Mei v. Ashcroft is similarly unhelpful. 393 F.3d 737 (7th Cir. 2004). That
case, again, involved a statute that had no provision analogous to § 2800.2(b) and,
moreover, affirmatively required for conviction that the individual attempt to elude
the police at a speed twenty-one or more miles above the posted limit. Judge
Posner found it crucial that the statute defined a particularly egregious “subset of
10
fleeing.” Id. at 741. In contrast, § 2800.2 includes under its umbrella conduct at the
least egregious end of the “eluding” spectrum.
Like the other three cases, the fourth case cited in the BIA decision, Idowu v.

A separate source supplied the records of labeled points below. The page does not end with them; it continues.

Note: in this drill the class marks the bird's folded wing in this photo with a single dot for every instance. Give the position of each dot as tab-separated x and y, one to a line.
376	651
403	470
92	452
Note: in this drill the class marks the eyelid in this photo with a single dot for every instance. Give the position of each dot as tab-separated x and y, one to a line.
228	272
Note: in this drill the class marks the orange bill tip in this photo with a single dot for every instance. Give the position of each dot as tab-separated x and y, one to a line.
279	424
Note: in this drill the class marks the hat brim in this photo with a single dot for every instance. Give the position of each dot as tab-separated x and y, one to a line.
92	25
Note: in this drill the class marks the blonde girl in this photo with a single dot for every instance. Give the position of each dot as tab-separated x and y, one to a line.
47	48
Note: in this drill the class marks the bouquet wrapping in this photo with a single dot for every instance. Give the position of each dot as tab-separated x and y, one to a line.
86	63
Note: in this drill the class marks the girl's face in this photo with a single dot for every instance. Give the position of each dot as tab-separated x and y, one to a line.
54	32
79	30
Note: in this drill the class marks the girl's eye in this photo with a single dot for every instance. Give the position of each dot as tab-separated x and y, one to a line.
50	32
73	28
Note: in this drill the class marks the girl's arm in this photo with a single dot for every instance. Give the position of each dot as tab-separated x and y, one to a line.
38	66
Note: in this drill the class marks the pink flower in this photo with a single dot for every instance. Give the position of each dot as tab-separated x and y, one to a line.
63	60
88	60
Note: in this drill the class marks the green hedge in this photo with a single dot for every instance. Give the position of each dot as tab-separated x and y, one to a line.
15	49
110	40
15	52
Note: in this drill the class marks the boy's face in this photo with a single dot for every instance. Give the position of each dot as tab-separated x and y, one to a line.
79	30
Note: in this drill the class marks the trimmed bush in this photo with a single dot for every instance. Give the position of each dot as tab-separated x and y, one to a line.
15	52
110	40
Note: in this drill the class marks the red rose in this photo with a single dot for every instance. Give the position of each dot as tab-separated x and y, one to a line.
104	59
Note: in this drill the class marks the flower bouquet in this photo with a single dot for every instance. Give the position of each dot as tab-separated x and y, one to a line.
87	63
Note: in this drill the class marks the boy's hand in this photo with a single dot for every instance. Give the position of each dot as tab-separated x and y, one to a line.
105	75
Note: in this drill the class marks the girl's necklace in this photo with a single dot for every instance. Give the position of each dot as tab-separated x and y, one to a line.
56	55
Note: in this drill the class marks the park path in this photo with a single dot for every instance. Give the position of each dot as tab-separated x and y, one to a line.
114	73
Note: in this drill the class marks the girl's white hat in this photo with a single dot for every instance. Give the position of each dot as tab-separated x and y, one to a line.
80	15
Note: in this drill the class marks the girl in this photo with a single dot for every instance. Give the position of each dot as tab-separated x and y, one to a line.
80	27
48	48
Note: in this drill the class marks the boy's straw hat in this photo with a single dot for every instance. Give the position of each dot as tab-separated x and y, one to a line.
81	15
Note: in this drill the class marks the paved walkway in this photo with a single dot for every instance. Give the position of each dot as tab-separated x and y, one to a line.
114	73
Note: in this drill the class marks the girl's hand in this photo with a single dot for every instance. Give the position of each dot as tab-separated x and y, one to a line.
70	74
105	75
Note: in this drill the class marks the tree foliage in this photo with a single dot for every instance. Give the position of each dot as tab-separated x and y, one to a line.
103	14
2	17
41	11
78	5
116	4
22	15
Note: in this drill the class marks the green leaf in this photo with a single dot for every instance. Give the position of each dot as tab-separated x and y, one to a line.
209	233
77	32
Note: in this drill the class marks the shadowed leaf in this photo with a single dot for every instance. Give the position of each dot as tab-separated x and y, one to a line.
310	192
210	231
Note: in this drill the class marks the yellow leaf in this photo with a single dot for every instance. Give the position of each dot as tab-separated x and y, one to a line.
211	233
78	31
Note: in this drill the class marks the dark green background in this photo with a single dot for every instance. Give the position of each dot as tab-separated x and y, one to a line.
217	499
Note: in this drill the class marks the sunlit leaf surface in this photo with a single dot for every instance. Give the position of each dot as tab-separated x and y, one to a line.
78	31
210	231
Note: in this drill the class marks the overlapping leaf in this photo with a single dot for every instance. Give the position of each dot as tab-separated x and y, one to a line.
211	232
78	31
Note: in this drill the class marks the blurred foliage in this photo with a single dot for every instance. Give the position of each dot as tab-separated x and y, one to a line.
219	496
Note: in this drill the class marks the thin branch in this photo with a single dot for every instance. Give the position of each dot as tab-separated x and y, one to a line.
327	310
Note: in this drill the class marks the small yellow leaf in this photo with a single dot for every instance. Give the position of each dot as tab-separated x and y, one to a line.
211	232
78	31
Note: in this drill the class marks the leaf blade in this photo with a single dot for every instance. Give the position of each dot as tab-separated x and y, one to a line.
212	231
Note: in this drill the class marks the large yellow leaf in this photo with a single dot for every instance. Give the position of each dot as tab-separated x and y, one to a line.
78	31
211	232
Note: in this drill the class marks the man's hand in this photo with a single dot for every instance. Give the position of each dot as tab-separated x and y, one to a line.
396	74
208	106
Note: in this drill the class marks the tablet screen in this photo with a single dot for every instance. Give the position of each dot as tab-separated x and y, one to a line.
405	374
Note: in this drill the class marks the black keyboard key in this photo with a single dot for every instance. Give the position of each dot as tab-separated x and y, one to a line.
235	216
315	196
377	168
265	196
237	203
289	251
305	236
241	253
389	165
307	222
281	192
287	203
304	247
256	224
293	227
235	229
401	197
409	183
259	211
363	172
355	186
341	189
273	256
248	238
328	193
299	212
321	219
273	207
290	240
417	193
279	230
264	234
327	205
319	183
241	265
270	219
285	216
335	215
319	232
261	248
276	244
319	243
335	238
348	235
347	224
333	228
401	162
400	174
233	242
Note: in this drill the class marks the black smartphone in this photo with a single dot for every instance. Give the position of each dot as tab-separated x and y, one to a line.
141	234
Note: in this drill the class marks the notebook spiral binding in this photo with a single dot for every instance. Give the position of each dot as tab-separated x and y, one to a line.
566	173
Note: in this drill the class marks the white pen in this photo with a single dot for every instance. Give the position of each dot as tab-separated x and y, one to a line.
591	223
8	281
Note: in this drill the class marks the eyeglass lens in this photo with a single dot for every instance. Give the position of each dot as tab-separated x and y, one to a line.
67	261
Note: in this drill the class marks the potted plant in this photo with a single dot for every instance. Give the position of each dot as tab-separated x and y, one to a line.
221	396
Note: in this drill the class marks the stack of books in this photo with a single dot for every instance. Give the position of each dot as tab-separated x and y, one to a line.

Attorney General of U.S., 512 Fed. App’x 222, 225-26 (3d Cir. 2013), addressed a
New Jersey law covering eluding the police in the second (i.e., aggravated) degree,
that required much more serious behavior for conviction. This statute, N.J. Stat.
Ann. § 2C:29-2(b), permitted conviction only where “the flight or attempt to elude
creates a risk of death or injury to any person.” Id. at 225 (quotations omitted).
Nothing approaching conduct of this level of seriousness is needed for conviction
under § 2800.2.
In conclusion, and at the risk of repetition, eluding the police, in general, is
certainly a serious crime, but no decision prior to the one we are making here has
found that violation of a statute like § 2800.2, whose outer boundaries encompass
conduct at such a reduced level of seriousness, to be “base, vile, or depraved”
enough to constitute “moral turpitude.” With its distorted interpretation of this
statute, the BIA is attempting to cram so much into the overstuffed “moral
turpitude” suitcase that its seams have burst. We should not allow this.
For the reasons set forth above, I respectfully dissent.